しかし甘利大臣はこの日韓の差をもって「日本の方が条件は優位だ」とは述べていない。米国からの輸入車に対して、そもそも日本側は関税をかけていない。他方、米国側は日本車に対して韓国よりも長期にわたって関税をかけ続ける。不平等で、さらに韓国よりも不利な条件なのは明らかだ。
日米並行協議は政府内でも情報共有に差
会見でIWJは日米並行協議について質問した。並行協議は、米国が日本に投資をする上で弊害となる様々な規制について議論する二国間交渉であり、甘利大臣は10月24日の参院予算委員会で、並行協議の成果はTPP交渉の妥結と同時決着であり、「TPPが決着しないと、(日米)2国間の交渉もほごになる」と述べている。
それほどTPP交渉と密接に絡み合い、「知財」など、TPPと重複したテーマを扱っているにも関わらず、内閣府のTPP政府対策本部は、「並行協議は外務省主導であり、協議の内容まで連携できていない」としている。
この現状について甘利大臣は、「同時決着というのは、日米間で取り決めたルール。米国からすれば、並行協議を成功させなければ一つも(実を)取れないということになる」と前置きしたうえで、「TPP室(政府対策本部)はもともと外務省から出ているもので、鶴岡首席交渉官はまさに外務省の人間そのもの。そこはきちんと(外務省と)連携を取っていく」と語った。
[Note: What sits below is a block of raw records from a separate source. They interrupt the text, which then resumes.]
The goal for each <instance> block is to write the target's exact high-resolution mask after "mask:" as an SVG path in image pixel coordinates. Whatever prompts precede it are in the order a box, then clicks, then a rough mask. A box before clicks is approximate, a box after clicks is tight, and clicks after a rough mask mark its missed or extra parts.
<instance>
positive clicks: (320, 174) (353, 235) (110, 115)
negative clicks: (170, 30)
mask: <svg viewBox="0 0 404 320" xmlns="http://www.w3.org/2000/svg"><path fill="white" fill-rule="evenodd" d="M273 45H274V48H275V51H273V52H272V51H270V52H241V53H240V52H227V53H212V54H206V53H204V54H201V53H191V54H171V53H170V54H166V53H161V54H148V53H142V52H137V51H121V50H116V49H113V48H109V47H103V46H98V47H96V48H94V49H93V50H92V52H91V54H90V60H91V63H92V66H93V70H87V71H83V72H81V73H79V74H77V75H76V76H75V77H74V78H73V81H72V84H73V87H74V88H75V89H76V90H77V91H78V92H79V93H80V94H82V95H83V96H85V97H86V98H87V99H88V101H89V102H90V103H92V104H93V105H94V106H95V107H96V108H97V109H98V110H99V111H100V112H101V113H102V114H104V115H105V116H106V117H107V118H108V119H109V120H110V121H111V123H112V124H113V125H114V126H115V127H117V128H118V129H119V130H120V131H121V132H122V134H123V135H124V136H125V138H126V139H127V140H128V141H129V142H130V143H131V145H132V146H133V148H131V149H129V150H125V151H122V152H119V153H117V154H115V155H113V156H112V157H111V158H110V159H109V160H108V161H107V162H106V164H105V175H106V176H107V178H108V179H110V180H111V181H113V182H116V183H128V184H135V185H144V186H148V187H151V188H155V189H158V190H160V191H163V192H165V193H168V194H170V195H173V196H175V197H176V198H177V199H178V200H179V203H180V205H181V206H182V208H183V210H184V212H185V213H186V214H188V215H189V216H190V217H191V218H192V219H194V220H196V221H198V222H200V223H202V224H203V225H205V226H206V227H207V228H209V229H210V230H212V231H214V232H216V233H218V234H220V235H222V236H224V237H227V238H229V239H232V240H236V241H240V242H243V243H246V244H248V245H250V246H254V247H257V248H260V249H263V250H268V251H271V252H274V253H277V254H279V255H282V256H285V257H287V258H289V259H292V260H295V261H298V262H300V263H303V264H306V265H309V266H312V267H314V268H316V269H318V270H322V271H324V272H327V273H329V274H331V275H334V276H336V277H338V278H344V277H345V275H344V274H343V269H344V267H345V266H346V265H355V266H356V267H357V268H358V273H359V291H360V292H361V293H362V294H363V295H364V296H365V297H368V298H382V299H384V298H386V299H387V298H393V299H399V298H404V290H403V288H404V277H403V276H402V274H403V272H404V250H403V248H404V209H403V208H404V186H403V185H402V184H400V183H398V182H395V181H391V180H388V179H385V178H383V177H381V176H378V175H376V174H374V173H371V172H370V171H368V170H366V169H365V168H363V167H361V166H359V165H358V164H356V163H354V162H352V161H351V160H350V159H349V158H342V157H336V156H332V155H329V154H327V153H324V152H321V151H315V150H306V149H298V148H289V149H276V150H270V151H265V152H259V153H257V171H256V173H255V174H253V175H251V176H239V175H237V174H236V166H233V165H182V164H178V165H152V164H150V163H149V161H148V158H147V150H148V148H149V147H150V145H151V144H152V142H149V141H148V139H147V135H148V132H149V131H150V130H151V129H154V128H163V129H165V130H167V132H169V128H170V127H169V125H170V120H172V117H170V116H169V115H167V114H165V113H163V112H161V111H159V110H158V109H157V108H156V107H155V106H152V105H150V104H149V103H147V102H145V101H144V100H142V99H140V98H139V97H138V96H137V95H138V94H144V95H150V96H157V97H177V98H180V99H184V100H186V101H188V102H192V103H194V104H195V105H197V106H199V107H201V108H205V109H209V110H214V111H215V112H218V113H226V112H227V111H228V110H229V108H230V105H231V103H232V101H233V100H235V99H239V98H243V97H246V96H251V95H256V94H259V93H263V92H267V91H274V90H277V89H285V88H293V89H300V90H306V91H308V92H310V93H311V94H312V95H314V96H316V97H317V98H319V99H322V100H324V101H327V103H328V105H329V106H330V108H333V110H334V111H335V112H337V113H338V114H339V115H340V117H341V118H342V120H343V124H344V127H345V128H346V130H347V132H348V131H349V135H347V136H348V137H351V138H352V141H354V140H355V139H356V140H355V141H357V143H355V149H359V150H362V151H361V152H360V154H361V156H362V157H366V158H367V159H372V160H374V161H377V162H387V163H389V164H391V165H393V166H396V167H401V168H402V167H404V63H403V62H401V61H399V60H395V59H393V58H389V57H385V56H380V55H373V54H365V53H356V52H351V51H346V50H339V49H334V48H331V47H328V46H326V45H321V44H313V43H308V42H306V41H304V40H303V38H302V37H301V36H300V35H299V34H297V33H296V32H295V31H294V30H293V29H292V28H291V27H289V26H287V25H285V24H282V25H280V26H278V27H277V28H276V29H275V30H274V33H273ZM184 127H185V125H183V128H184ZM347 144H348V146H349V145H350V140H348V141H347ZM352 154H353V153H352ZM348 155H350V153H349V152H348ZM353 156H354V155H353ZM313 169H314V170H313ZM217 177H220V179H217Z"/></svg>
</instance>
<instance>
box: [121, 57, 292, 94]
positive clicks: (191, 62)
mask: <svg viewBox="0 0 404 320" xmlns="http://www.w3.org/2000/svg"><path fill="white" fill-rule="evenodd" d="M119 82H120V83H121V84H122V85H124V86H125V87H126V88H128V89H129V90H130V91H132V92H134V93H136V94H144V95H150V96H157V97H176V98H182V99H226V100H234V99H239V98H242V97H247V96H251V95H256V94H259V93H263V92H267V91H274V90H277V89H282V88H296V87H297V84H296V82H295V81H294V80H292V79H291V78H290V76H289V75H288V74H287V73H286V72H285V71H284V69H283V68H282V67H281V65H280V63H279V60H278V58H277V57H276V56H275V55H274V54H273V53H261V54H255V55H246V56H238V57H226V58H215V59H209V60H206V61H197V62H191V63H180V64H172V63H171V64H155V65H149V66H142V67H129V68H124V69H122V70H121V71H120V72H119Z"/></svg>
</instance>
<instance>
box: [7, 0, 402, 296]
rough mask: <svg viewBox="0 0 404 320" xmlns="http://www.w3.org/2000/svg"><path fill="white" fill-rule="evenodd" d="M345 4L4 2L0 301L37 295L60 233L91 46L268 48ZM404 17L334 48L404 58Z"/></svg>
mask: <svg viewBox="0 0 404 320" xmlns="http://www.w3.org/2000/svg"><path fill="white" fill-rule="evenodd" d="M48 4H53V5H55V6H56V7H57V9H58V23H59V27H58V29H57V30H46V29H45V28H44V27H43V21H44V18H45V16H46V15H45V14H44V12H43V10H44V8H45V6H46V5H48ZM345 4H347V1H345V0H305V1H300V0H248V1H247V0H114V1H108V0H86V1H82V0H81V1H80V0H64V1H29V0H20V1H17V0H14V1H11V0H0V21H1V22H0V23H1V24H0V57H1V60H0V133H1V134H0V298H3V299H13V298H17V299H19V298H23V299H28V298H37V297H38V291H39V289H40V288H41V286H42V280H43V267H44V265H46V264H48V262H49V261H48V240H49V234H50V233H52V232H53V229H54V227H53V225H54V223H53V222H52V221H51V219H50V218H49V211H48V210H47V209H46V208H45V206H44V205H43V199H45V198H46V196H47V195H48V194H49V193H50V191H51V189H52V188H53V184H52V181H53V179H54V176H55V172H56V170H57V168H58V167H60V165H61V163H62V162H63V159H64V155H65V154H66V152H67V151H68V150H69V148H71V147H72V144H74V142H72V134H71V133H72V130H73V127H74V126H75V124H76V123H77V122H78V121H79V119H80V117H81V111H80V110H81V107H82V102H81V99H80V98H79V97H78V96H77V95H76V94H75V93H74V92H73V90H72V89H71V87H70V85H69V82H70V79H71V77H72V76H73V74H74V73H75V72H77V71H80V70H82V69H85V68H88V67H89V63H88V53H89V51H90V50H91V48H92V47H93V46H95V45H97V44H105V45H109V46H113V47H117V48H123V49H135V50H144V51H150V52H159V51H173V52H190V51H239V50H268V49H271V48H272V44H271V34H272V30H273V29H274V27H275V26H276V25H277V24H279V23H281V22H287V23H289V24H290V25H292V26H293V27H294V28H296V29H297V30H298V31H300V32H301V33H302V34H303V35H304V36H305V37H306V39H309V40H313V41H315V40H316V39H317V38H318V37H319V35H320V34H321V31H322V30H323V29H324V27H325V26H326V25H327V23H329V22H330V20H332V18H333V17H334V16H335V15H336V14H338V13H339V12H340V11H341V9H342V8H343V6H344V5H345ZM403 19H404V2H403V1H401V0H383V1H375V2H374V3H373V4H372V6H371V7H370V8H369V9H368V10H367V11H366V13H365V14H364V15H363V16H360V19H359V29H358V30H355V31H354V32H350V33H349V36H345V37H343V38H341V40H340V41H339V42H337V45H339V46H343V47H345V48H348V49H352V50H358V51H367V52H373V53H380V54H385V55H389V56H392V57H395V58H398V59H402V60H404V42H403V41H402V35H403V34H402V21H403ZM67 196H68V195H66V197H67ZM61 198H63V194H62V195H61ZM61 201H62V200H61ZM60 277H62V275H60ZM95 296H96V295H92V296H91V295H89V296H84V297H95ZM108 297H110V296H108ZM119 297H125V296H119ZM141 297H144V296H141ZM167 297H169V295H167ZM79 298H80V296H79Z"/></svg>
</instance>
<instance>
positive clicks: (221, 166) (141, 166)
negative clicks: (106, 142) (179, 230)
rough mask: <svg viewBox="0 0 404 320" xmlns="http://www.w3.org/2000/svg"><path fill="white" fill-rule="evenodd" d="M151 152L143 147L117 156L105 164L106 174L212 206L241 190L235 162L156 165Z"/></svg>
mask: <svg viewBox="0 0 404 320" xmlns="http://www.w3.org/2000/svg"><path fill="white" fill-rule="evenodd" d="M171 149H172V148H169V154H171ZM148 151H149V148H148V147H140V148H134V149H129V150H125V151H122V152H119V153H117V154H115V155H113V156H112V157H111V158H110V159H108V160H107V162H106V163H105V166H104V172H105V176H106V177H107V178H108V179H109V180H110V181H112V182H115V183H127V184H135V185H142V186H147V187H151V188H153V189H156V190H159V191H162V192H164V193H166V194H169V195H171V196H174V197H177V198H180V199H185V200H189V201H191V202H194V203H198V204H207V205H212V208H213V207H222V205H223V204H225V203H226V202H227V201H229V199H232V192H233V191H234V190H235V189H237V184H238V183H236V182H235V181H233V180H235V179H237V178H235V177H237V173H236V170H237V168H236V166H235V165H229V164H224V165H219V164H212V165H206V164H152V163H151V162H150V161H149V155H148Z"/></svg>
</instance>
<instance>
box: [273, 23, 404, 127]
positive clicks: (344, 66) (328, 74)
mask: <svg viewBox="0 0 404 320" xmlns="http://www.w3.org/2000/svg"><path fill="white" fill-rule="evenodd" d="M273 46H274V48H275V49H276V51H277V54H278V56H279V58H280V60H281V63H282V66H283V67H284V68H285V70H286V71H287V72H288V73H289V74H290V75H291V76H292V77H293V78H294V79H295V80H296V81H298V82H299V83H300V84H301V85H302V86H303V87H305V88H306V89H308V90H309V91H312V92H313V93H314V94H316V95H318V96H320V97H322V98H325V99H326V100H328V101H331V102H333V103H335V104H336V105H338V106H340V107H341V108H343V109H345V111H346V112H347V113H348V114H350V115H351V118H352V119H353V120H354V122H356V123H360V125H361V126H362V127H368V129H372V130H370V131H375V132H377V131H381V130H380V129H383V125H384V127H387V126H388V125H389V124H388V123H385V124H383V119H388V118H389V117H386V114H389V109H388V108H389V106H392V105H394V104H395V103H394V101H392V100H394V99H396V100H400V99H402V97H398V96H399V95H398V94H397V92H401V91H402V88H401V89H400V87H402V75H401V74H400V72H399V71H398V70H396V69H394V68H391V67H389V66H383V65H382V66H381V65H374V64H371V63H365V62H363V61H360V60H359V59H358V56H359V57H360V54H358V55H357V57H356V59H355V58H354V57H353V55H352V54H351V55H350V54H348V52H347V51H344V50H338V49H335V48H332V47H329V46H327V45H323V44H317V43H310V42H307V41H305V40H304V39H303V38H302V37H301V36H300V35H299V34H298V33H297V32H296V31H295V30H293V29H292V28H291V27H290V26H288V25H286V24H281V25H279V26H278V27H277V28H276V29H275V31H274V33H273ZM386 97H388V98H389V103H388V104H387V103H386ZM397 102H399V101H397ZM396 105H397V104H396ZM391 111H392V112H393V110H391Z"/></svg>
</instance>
しかし、「最初から全てを共有するもの、TPP室の中で承知して進めていくものなど色々ある。各項目について、全ての参加省庁が同時に同じだけの情報量を共有して進めていくやり方ではない」と語り、政府内での連携が万全ではない状況を明らかにした。
国家戦略特区が閣議決定
特区始動後も追加の規制緩和
会見では他に、この日の午前に閣議決定された「国家戦略特区」について、「スタートとしては100点満点で85点の出来だ」と評価。「残りの15点」については、特区が動き出すにつれて、新たに必要な規制緩和項目が明らかになってくることから、「追加の規制緩和を迅速に採択できるかどうか」と述べた。